No final do séc. XIX, Max Nordau, paradoxalmente um judeu assimilado, publica “Entartung” (“Degeneração”) onde “chegou mesmo a equiparar o artista moderno a um criminoso ou, pelo menos, a um anarquista ou lunático produtor de obras de arte imorais”, mas que estes degenerados ou fracos iriam desaparecer mediante a evolução darwiana, onde os mais aptos e belo triunfam.
[1] CALADO, Jorge – «Políticas degeneradas». In: Expresso, Edição n.º 2168, 17 de maio de 2014, Caderno Atual: 13.
Hitler foi especialmente influenciado por teóricos como Houston Stewart Chamberlain, casado com uma filha de Richard Wagner, e que, na sua obra «Os fundamentos do século XIX», de 1899, defendia a superioridade da raça ariana e consequentemente a sua cultura.
A afirmação do racismo e a sistemática destruição da arte e das obras de autores progressistas e judeus surgem idealizadas já no «Mein Kampf», passando-se à concretização da “proteção da pureza da raça”, logo a partir de 1933, através de decretos legislativos que iniciam a marginalização e depois eliminação dos judeus de todos os setores da vida pública alemã, passando pela constituição do Reichskulturkammer (RKK) ou Câmara da Cultura do Reich, em 1933, cujo objetivo era controlar a vida cultural da Alemanha, submetendo a arte e a cultura à linha de pensamento dos ideais nacional-socialistas.
Documento de identificação e autorização produzido pelo Reichskulturkammer, em 1937, para Charlotte Feder e utilizado pelo menos até 1942. O seu número de identificação era o 76214 e ela podia tocar música em público.
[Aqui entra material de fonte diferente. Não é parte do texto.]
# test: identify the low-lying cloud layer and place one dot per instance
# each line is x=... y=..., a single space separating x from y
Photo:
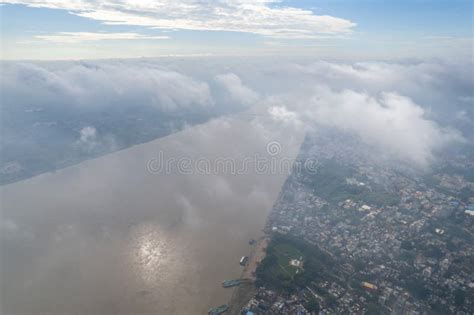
x=409 y=110
x=267 y=17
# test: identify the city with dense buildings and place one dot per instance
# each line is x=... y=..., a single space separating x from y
x=363 y=234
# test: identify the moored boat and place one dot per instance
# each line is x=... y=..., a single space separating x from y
x=218 y=310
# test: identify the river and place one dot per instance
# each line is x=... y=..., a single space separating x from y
x=117 y=235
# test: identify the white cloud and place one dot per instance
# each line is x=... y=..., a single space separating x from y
x=107 y=83
x=77 y=37
x=265 y=17
x=390 y=122
x=88 y=138
x=236 y=90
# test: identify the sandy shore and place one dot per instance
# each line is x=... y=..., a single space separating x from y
x=244 y=292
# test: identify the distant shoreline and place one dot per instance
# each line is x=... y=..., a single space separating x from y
x=246 y=290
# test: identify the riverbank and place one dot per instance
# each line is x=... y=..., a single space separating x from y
x=246 y=290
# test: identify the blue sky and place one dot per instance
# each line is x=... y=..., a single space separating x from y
x=376 y=29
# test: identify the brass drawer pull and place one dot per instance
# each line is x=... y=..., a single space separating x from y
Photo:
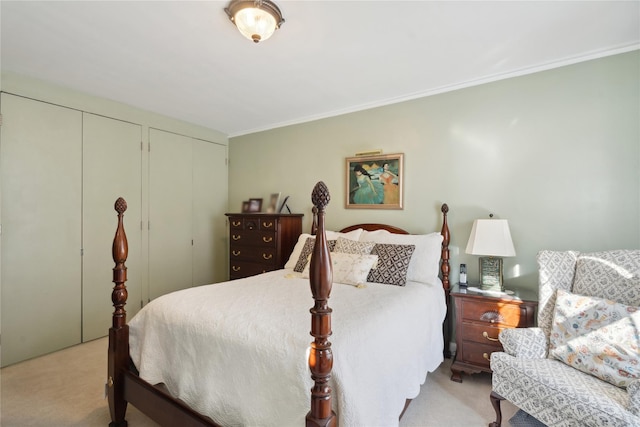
x=486 y=335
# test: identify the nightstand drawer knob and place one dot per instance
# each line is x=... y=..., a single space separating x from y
x=486 y=335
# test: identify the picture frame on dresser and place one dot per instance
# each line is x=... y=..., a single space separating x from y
x=375 y=181
x=255 y=205
x=274 y=203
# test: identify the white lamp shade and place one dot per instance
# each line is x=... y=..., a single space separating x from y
x=490 y=237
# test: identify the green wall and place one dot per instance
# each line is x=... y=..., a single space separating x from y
x=557 y=153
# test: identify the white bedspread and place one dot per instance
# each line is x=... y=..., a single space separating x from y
x=237 y=351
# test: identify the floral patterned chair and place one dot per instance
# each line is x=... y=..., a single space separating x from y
x=581 y=365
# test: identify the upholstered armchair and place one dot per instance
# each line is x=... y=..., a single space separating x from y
x=581 y=365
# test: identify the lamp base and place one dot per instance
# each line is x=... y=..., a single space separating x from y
x=491 y=274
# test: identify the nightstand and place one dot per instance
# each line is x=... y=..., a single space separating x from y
x=480 y=316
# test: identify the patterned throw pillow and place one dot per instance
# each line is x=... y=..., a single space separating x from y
x=349 y=269
x=349 y=246
x=597 y=336
x=614 y=275
x=393 y=263
x=303 y=259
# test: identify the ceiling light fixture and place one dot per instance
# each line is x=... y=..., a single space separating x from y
x=255 y=19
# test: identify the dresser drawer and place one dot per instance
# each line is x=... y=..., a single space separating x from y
x=511 y=315
x=481 y=333
x=239 y=269
x=253 y=238
x=256 y=254
x=265 y=224
x=260 y=242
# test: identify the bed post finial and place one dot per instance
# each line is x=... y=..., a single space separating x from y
x=444 y=270
x=118 y=352
x=320 y=355
x=446 y=237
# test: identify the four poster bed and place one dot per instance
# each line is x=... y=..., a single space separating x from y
x=238 y=352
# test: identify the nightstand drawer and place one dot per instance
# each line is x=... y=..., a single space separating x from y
x=478 y=354
x=493 y=313
x=479 y=319
x=483 y=334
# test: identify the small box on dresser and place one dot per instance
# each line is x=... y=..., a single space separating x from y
x=479 y=319
x=261 y=242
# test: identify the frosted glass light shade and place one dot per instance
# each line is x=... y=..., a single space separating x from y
x=490 y=237
x=257 y=20
x=255 y=24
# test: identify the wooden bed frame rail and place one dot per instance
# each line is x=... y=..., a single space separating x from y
x=124 y=386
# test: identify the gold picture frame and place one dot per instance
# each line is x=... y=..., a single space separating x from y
x=375 y=182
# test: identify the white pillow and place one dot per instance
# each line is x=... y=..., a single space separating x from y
x=331 y=235
x=349 y=269
x=424 y=266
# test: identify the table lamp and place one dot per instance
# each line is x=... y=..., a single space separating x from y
x=491 y=239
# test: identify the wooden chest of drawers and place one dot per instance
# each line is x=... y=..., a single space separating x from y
x=260 y=242
x=479 y=319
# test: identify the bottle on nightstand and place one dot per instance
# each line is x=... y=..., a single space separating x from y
x=463 y=275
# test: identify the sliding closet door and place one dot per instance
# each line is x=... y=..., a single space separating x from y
x=170 y=212
x=112 y=159
x=209 y=205
x=41 y=174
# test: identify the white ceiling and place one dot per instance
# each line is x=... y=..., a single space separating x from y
x=185 y=59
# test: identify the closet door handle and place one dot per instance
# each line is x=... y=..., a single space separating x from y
x=486 y=335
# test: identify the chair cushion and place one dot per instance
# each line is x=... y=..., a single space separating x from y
x=559 y=395
x=530 y=343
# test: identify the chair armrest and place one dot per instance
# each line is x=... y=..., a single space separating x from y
x=527 y=343
x=633 y=389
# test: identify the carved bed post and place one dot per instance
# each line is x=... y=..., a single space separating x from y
x=118 y=353
x=320 y=355
x=444 y=269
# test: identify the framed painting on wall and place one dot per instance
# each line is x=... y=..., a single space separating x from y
x=375 y=182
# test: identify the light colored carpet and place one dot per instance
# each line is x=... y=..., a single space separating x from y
x=66 y=388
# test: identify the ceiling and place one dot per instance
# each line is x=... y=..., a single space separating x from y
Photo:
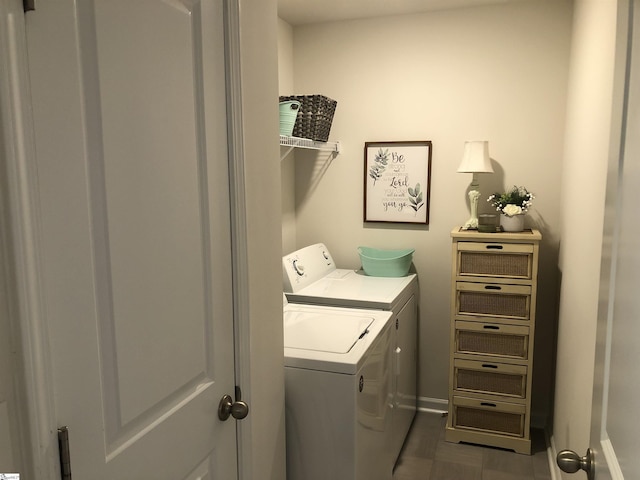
x=300 y=12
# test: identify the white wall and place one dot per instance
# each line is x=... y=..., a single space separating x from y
x=497 y=73
x=583 y=193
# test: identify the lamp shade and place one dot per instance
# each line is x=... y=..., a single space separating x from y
x=476 y=158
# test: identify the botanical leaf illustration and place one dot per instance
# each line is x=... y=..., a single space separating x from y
x=415 y=197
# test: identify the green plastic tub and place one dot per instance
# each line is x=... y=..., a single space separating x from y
x=288 y=116
x=377 y=262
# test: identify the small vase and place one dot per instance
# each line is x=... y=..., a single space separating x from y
x=514 y=223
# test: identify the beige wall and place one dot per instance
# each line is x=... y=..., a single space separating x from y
x=287 y=171
x=584 y=177
x=497 y=73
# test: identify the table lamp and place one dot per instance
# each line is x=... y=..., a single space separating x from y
x=475 y=160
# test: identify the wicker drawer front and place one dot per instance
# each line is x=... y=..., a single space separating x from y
x=491 y=300
x=492 y=378
x=495 y=260
x=494 y=417
x=510 y=341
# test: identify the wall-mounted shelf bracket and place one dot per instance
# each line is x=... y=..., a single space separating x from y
x=296 y=142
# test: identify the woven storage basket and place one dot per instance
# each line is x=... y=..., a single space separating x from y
x=314 y=117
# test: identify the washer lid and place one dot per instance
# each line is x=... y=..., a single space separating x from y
x=324 y=332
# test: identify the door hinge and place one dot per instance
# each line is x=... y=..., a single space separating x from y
x=65 y=457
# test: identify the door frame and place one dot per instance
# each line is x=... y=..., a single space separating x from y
x=624 y=30
x=20 y=245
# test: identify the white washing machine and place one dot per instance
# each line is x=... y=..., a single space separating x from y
x=337 y=393
x=311 y=277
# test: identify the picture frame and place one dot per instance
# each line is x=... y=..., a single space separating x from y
x=397 y=181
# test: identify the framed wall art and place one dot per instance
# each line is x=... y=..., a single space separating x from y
x=397 y=179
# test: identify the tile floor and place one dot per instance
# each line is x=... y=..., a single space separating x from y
x=427 y=456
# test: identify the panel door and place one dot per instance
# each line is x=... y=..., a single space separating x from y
x=131 y=138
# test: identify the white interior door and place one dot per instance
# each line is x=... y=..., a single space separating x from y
x=129 y=112
x=616 y=396
x=615 y=426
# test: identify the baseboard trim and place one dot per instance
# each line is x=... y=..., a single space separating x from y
x=552 y=453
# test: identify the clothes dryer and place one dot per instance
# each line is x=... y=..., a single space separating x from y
x=337 y=390
x=311 y=277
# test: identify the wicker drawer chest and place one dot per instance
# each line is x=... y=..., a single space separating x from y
x=493 y=300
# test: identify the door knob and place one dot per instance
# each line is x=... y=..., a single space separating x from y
x=570 y=462
x=237 y=409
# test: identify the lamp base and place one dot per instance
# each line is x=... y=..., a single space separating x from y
x=471 y=224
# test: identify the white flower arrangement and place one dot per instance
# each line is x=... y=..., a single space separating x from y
x=516 y=201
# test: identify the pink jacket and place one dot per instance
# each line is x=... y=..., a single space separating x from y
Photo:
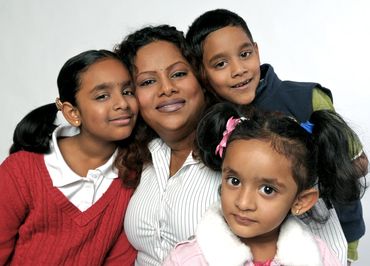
x=216 y=245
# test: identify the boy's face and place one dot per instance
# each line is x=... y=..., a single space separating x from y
x=231 y=64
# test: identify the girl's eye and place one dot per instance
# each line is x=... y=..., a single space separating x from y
x=245 y=54
x=102 y=97
x=220 y=64
x=233 y=181
x=128 y=92
x=146 y=82
x=179 y=74
x=267 y=190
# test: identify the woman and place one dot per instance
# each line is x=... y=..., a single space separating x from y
x=175 y=188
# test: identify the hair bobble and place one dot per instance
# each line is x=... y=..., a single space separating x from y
x=308 y=126
x=230 y=126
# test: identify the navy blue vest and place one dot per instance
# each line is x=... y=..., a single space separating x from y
x=295 y=99
x=289 y=97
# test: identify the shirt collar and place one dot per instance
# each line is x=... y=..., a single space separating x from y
x=62 y=174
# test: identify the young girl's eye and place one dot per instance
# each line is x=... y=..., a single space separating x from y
x=267 y=190
x=245 y=54
x=233 y=181
x=220 y=64
x=179 y=74
x=128 y=92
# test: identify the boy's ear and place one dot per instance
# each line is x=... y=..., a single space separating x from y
x=256 y=49
x=304 y=201
x=71 y=114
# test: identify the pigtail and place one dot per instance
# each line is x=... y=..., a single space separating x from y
x=333 y=142
x=33 y=132
x=210 y=131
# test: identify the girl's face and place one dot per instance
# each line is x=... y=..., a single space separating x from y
x=231 y=64
x=169 y=95
x=257 y=190
x=106 y=103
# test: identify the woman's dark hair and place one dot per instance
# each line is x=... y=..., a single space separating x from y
x=127 y=50
x=322 y=157
x=207 y=23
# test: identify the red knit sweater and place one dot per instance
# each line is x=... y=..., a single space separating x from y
x=39 y=226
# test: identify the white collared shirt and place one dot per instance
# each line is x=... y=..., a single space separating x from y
x=81 y=191
x=165 y=210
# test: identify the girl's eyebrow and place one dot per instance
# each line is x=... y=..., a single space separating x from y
x=272 y=180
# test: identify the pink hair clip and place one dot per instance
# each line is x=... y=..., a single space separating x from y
x=230 y=126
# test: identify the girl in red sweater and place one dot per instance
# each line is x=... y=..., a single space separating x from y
x=61 y=200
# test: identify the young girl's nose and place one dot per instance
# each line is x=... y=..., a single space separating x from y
x=167 y=87
x=245 y=200
x=120 y=103
x=237 y=68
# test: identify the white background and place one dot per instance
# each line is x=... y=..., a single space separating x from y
x=326 y=41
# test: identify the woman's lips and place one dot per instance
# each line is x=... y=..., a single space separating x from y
x=171 y=105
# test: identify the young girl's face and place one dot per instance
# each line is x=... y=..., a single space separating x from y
x=106 y=101
x=231 y=64
x=257 y=190
x=169 y=95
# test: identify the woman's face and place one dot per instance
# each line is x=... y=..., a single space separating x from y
x=169 y=95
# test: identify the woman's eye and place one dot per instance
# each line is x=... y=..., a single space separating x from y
x=267 y=190
x=233 y=181
x=146 y=82
x=128 y=92
x=179 y=74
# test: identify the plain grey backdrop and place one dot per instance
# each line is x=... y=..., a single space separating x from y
x=326 y=41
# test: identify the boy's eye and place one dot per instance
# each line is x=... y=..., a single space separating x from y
x=233 y=181
x=245 y=54
x=128 y=92
x=267 y=190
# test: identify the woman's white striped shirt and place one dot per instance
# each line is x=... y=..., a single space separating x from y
x=164 y=211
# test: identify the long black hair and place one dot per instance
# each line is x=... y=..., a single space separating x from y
x=322 y=156
x=33 y=132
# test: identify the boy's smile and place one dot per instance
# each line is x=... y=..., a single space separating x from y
x=231 y=64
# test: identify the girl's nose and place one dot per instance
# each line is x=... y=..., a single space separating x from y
x=167 y=87
x=237 y=68
x=245 y=200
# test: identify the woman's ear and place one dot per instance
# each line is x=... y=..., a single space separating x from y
x=71 y=114
x=305 y=201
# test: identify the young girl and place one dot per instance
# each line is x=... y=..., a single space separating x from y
x=227 y=60
x=271 y=169
x=175 y=188
x=61 y=200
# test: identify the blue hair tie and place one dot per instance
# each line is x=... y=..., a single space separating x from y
x=308 y=126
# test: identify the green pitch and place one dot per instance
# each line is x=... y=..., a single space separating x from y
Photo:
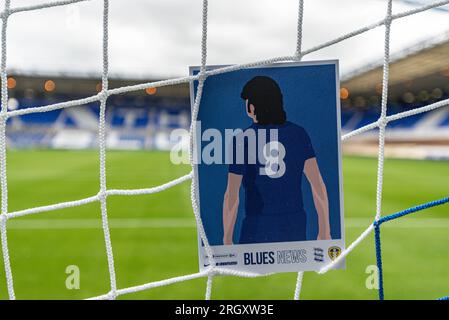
x=154 y=238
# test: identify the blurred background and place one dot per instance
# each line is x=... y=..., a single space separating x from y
x=54 y=55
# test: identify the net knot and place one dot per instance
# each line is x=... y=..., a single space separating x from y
x=3 y=218
x=102 y=195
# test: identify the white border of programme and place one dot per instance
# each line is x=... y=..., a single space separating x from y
x=230 y=257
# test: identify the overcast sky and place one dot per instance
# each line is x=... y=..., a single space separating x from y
x=161 y=38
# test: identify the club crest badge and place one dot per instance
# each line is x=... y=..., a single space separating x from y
x=334 y=252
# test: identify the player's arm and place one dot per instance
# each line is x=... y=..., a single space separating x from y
x=312 y=172
x=230 y=206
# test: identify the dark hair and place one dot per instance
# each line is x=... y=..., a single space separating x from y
x=266 y=97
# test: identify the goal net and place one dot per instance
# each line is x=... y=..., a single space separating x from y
x=201 y=77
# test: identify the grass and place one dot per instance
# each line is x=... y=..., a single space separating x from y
x=415 y=257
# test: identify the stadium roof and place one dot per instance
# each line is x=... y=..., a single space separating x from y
x=424 y=66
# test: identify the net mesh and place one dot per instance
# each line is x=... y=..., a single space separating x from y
x=201 y=77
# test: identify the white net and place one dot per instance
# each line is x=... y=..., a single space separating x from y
x=201 y=77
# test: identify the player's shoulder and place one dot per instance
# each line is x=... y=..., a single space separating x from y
x=295 y=127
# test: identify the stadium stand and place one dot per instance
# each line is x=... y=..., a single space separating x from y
x=145 y=120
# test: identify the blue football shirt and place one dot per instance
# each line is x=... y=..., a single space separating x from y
x=273 y=196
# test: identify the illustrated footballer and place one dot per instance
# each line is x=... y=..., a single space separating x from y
x=271 y=173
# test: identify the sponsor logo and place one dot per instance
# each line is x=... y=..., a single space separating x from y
x=318 y=254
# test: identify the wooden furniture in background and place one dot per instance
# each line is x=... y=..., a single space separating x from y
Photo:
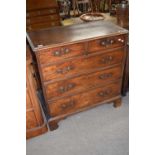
x=80 y=70
x=35 y=123
x=41 y=14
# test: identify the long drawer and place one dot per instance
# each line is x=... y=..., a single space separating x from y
x=82 y=83
x=61 y=53
x=73 y=103
x=82 y=65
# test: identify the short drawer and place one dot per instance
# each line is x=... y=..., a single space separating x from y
x=106 y=43
x=60 y=53
x=82 y=83
x=40 y=19
x=82 y=65
x=73 y=103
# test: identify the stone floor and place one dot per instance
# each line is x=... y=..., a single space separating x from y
x=103 y=130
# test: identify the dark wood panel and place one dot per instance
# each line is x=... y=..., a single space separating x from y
x=41 y=12
x=74 y=33
x=37 y=4
x=42 y=19
x=43 y=25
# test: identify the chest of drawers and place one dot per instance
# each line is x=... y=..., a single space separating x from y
x=80 y=66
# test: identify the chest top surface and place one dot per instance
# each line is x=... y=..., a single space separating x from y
x=72 y=34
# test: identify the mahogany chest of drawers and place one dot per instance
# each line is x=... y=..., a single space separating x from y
x=81 y=66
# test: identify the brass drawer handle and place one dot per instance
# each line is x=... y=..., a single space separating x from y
x=107 y=59
x=105 y=76
x=65 y=70
x=62 y=51
x=66 y=88
x=107 y=42
x=67 y=105
x=105 y=93
x=121 y=40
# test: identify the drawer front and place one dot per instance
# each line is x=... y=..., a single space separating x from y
x=31 y=121
x=43 y=25
x=82 y=83
x=81 y=65
x=106 y=43
x=41 y=19
x=73 y=103
x=41 y=12
x=60 y=53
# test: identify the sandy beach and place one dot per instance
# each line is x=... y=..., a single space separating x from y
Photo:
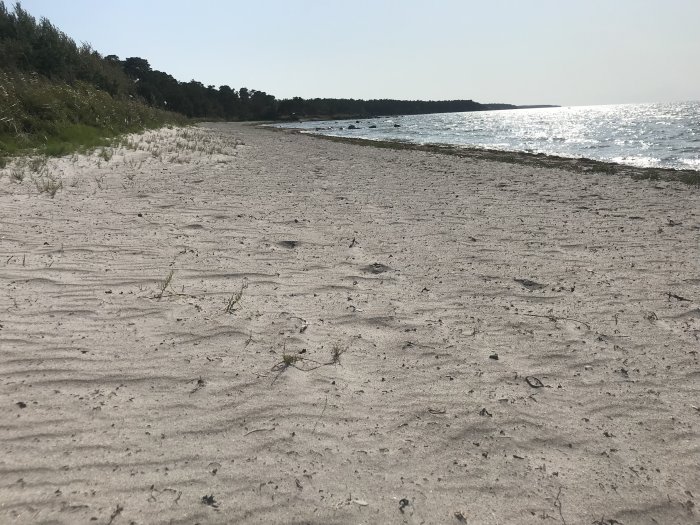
x=237 y=325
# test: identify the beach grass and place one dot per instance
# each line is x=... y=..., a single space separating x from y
x=41 y=117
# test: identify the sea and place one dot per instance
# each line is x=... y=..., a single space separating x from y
x=643 y=135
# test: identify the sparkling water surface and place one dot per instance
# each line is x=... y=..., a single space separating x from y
x=643 y=135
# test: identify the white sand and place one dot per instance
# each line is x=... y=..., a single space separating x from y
x=118 y=407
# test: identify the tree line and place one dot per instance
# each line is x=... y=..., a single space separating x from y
x=37 y=46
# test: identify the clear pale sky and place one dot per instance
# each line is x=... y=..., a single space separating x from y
x=567 y=52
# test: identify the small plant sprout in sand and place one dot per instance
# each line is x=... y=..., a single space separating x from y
x=306 y=364
x=235 y=299
x=48 y=185
x=163 y=285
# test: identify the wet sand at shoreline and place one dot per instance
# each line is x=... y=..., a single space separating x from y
x=239 y=325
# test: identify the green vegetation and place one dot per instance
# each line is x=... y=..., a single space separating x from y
x=54 y=119
x=57 y=97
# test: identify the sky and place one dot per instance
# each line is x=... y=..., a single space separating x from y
x=564 y=52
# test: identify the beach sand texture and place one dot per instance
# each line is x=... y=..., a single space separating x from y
x=349 y=335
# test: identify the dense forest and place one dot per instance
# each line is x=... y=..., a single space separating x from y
x=31 y=46
x=57 y=96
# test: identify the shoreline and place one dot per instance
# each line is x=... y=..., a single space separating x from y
x=543 y=160
x=226 y=324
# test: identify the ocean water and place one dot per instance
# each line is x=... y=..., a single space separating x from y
x=643 y=135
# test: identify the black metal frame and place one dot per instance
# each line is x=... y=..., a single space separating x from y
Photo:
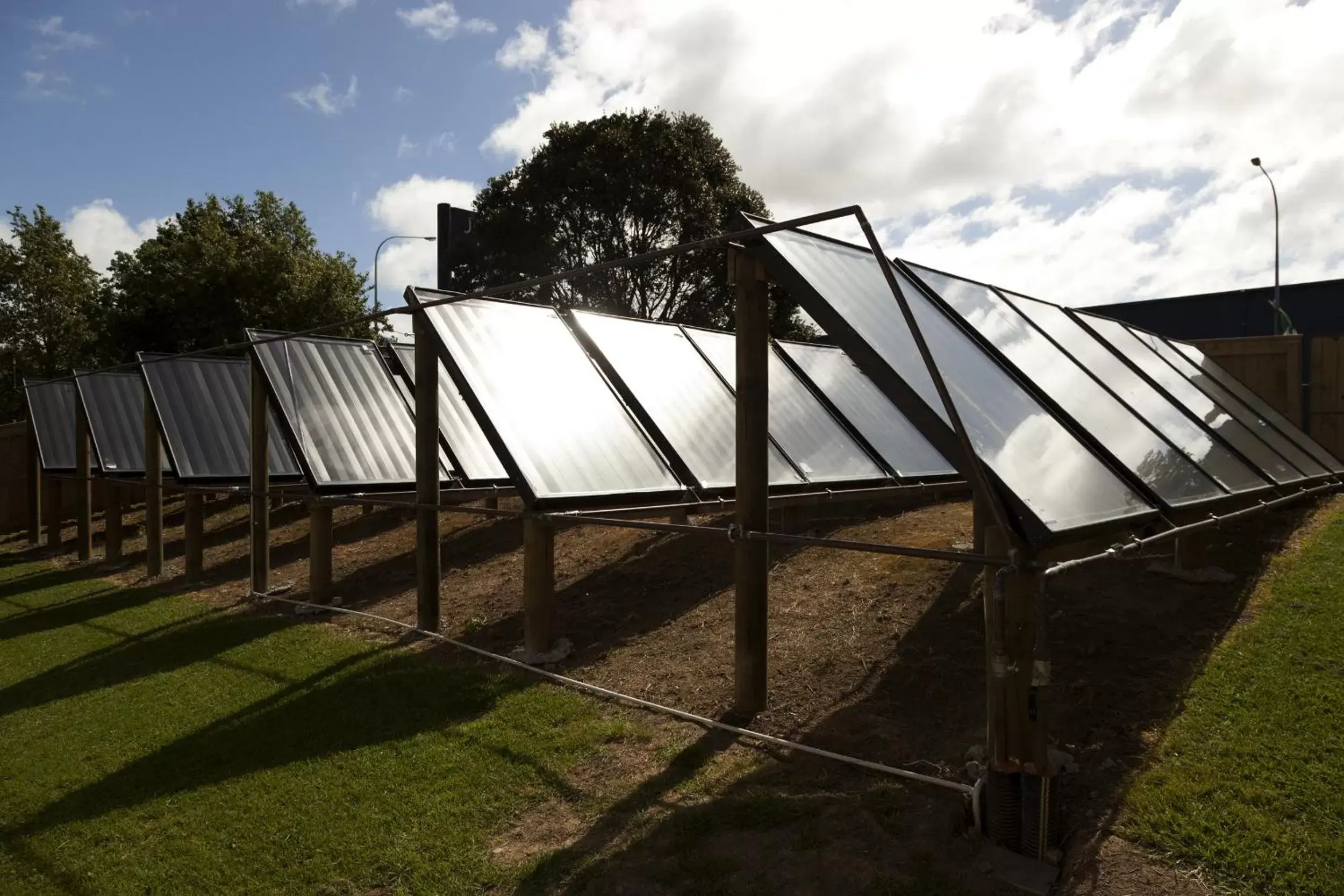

O documento indica que Charlotte tocava bateria e tinha autorização para tocar numa orquestra de Berlim. (Fonte: http://www.od43.com/Reichskulturkammer_ID_1937.html)
No entanto, os primeiros casos de violência e intolerância contra músicos indesejáveis ao NSDAP surgem, ainda, durante a República de Weimar. São disto exemplo: o afastamento de três Diretores do Landestheater de Darmstadt; a criação, em 1928, da Kampfbund für Deutsche Kultur (Liga Militante para a Cultura Alemã) que tinha como objetivo impor o Nazismo através da arte figurativa e da música ou a mudança coerciva da Bauhaus (bastião alemão do modernismo) de Weimar para Dessau, em 1925, e depois para Berlim em 1932, tendo sido extinta, pelos nazis, em 1933.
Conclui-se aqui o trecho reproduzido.